« Nos dirigeants rackettent les sénégalais pour continuer à voyager. 20 ministres qui vont à Abu Dhabi, c’est du n’importe quoi », s’indigne Thierno Alassane Sall
« L’heure est grave au Sénégal actuellement, le pays est en train de s’écrouler, au propre comme au figuré, il s’écroule économiquement par la manière dont les gens raclent les fonds des gens, font la poche, littéralement, da ñuy adou kalpé sénégalais yi, dougeul séén loxo ci poche, keuf li nga yoor ». Le constat est du député et président du parti La République des Valeurs/Réewum Ngor, Thierno Alassane Sall, qui a présidé, ce dimanche 14 septembre 2025, à Thiès, une rencontre du Réseau national des enseignants RV.
« Nous avions tous espéré que la nouvelle alternance serait porteuse de changement et de rupture profonds, parce que simplement on a vu ce que les autres alternances ont coûté en termes de perte de temps, de déception, et les changements les plus fondamentaux qu’on attendait sont ceux qui ne coûtent rien », a remarqué le parlementaire.
Selon lui, il ne coûte rien d’avoir une justice qui est la même pour tout le monde, une presse beaucoup plus libre, plus indépendante, appuyée par l’État, pour que les Sénégalais, dans leur diversité, puissent s’exprimer et exprimer leur opinion, et vivre leurs convictions et leur foi ».
À l’en croire, « les fonds politiques, dans un contexte extrêmement difficile, n’ont pas de raison d’être, et tout cela, comme par ironie, est une forme de méchanceté très grave, survenue au moment où le Sénégalais sont dans l’eau, au moment même où le gouvernement s’apprête à, encore une fois, racketter les sénégalais en installant de nouvelles taxes ».
Il a aussi fait état de la session extraordinaire de l’Assemblée nationale convoquée demain, lundi 15 septembre, dans l’urgence, pour changer le code général des impôts, le code des investissements, mais surtout introduire une nouvelle taxe à travers une loi qui va toucher les transferts, les flux financiers ».
Avec, dit-il, pour « seul objectif de pouvoir alimenter leurs fonds politiques ou bien organiser des tournées politiques en Italie ».
TAS de poursuivre : « taxer les téléphones, vraiment, ça, il faut être désespéré pour le faire.
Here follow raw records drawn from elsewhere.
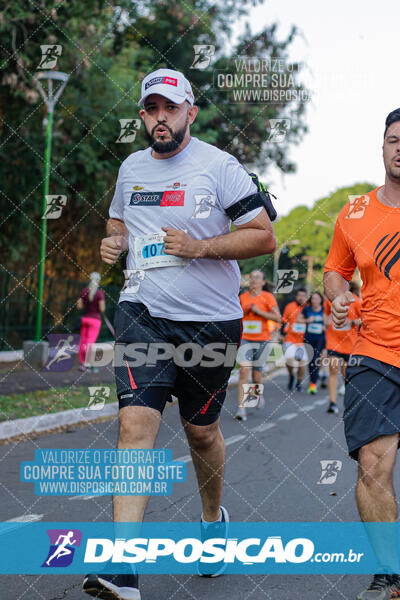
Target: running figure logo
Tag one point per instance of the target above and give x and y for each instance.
(54, 206)
(61, 351)
(128, 131)
(204, 204)
(286, 280)
(357, 206)
(330, 471)
(133, 279)
(252, 393)
(50, 56)
(279, 130)
(62, 547)
(98, 397)
(202, 56)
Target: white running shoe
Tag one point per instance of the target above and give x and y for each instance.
(241, 414)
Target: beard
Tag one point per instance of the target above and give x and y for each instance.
(169, 146)
(394, 173)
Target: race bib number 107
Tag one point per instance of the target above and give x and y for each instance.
(149, 253)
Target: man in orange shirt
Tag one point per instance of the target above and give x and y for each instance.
(340, 343)
(258, 307)
(293, 333)
(367, 236)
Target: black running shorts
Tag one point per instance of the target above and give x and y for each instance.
(157, 357)
(371, 401)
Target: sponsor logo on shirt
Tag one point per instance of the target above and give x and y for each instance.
(357, 206)
(156, 80)
(165, 198)
(177, 185)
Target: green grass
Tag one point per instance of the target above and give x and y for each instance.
(39, 402)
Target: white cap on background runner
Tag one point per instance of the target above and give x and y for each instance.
(168, 83)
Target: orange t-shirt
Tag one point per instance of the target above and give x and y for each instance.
(367, 236)
(343, 340)
(255, 327)
(294, 331)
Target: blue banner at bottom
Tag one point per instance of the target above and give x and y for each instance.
(247, 548)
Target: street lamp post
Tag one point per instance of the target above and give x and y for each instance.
(50, 100)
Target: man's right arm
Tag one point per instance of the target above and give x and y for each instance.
(337, 290)
(339, 269)
(115, 242)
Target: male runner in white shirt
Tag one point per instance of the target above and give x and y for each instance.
(190, 192)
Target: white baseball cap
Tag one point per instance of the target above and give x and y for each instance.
(168, 83)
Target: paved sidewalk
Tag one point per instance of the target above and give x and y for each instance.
(17, 377)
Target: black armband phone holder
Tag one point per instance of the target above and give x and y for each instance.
(261, 199)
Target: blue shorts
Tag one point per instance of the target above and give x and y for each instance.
(199, 386)
(371, 401)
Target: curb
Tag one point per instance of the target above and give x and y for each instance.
(76, 416)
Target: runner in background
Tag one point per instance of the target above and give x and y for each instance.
(91, 301)
(292, 332)
(340, 343)
(259, 307)
(313, 316)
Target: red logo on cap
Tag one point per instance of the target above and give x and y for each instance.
(170, 81)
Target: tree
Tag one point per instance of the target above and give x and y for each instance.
(313, 227)
(107, 49)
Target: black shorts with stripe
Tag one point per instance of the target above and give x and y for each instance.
(156, 358)
(371, 401)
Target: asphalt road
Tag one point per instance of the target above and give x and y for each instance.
(272, 470)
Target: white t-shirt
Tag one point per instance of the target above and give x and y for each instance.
(188, 191)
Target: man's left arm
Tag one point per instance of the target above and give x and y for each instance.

Mais quand on est dans une situation de désespoir, il faut renoncer aux fonds politiques, à l’avion, aux agences, il faut diminuer les salaires des directeurs généraux, des agences. Mais au lieu de faire cela, nos dirigeants rackettent les sénégalais pour continuer à voyager. 20 ministres qui vont à Abu Dhabi, c’est du n’importe quoi ».
Voilà, indique l’ancien ministre sénégalais de l’Énergie, « le régime auquel on fait face, au moment même où des Sénégalais pataugent dans l’eau, où à Podor les gens scrutent le niveau du fleuve avec beaucoup d’inquiétudes, parce qu’ils ne savent pas de quoi demain sera fait et ils sont certains que si jamais les inondations devraient envahir leurs maisons, le Gouvernement n’a strictement rien prévu pour eux ».